[英]Apache error 500 on large file uploads (mod_security)
As far as I've tried, none of the usual solutions works for me.据我尝试,通常的解决方案都不适用于我。 Well, my problem, I'm receiving an 500 Error every time I upload a "large file" (600 KB ~), with smaller images it works fine.
好吧,我的问题,每次上传“大文件”(600 KB ~)时都会收到 500 错误,使用较小的图像可以正常工作。 So..., even with this (extreme) .htaccess file it keeps happening, and yes, .htaccess are active:
所以...,即使有这个(极端).htaccess 文件,它也会不断发生,是的,.htaccess 是活动的:
upload_max_filesize = 100M
post_max_size = 100M
memory_limit = 128M
max_input_time = 6000
max_execution_time = 6000
So, I take a look at the logs and find this (is only one line, just pasted it as easy to read with line jumps):因此,我查看了日志并发现了这一点(只有一行,只是将其粘贴为易于阅读的行跳转):
[Mon Jul 27 17:09:28.<port> 2015] [:error] [pid 21423] [client <ip>]
ModSecurity: Access denied with code 44 (phase 2).
Match of "eq 0" against "MULTIPART_UNMATCHED_BOUNDARY" required.
[file "/etc/httpd/conf.d/mod_security.conf"]
[line "35"] [id "<another id>"]
[msg "Multipart parser detected a possible unmatched boundary."]
[hostname "<my host>"] [uri "<my script>"] [unique_id "<id (useless I think)"]
But, now I not able to find how to edit the mod_security (it has the default config, and empty activated_rules) config in order (i think) to allow this "large" file uploads.但是,现在我无法找到如何编辑 mod_security(它具有默认配置和空的 activate_rules)配置以便(我认为)允许这个“大”文件上传。 I'm running PHP 5.3 in Apache 2.4/CentOS 7.
我在 Apache 2.4/CentOS 7 中运行 PHP 5.3。
The fact you have a ModSecurity alert
means that you can't have empty activated_rules folder or you are including the rules in some other way.您有
ModSecurity alert
的事实意味着您不能有空的 activate_rules 文件夹,或者您以其他方式包含规则。
There are known problems with ModSecurity for this error and it seems very susceptible to false positives. ModSecurity 存在针对此错误的已知问题,并且它似乎很容易出现误报。

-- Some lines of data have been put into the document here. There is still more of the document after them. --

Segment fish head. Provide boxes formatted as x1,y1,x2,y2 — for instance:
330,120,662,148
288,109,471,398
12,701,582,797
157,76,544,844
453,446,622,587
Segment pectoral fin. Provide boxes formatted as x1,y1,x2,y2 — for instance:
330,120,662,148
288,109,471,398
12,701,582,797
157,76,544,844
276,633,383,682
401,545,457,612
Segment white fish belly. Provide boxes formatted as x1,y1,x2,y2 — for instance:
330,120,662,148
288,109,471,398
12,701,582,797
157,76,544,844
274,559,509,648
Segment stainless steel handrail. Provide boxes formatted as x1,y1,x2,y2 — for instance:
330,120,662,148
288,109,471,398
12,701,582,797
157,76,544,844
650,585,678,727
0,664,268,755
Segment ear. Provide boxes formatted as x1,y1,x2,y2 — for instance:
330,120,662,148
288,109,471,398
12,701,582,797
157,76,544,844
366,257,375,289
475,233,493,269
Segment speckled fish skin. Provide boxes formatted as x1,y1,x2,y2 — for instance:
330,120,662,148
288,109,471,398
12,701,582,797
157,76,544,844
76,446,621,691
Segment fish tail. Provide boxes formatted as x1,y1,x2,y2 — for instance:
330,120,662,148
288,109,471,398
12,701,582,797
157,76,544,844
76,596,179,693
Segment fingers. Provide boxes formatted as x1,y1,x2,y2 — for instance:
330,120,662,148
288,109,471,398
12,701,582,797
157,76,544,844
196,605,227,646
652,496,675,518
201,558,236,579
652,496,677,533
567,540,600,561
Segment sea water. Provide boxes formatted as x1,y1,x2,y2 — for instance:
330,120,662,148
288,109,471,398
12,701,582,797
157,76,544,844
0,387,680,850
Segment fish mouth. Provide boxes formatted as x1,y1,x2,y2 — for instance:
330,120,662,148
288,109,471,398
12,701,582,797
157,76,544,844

The main advice when I rule is raising too many false positives is to just turn off that rule (I'm assuming it's rule 200003 that's firing but replace the id as appropriate):当我的规则引发太多误报时,主要建议是关闭该规则(我假设触发的是规则 200003,但要根据需要替换 id):
SecRuleRemoveById 200003
尝试检查 fcgi 配置中的 FcgidBusyTimeout 参数
I got the same error:我得到了同样的错误:
ModSecurity: Access denied with code 44 (phase 2). Match of "eq 0" against "MULTIPART_UNMATCHED_BOUNDARY" required. [file "/etc/httpd/conf.d/mod_security.conf"] [line "34"] [id "200003"] [msg "Multipart parser detected a possible unmatched boundary."]
But @nilpo answer was correct I got this issue due to the image name and after changing the name issue solved.但@nilpo 答案是正确的,由于图像名称和更改名称问题解决后,我遇到了这个问题。
But it's not something I want because I know the solution but my customer did't know that they have to change the name.但这不是我想要的,因为我知道解决方案,但我的客户不知道他们必须更改名称。
Rename the file you are attempting to upload.重命名您尝试上传的文件。 This error indicates the file name contains a character that is disallowed by mod_security.
此错误表示文件名包含 mod_security 不允许的字符。 Rename the file and then try uploading it again.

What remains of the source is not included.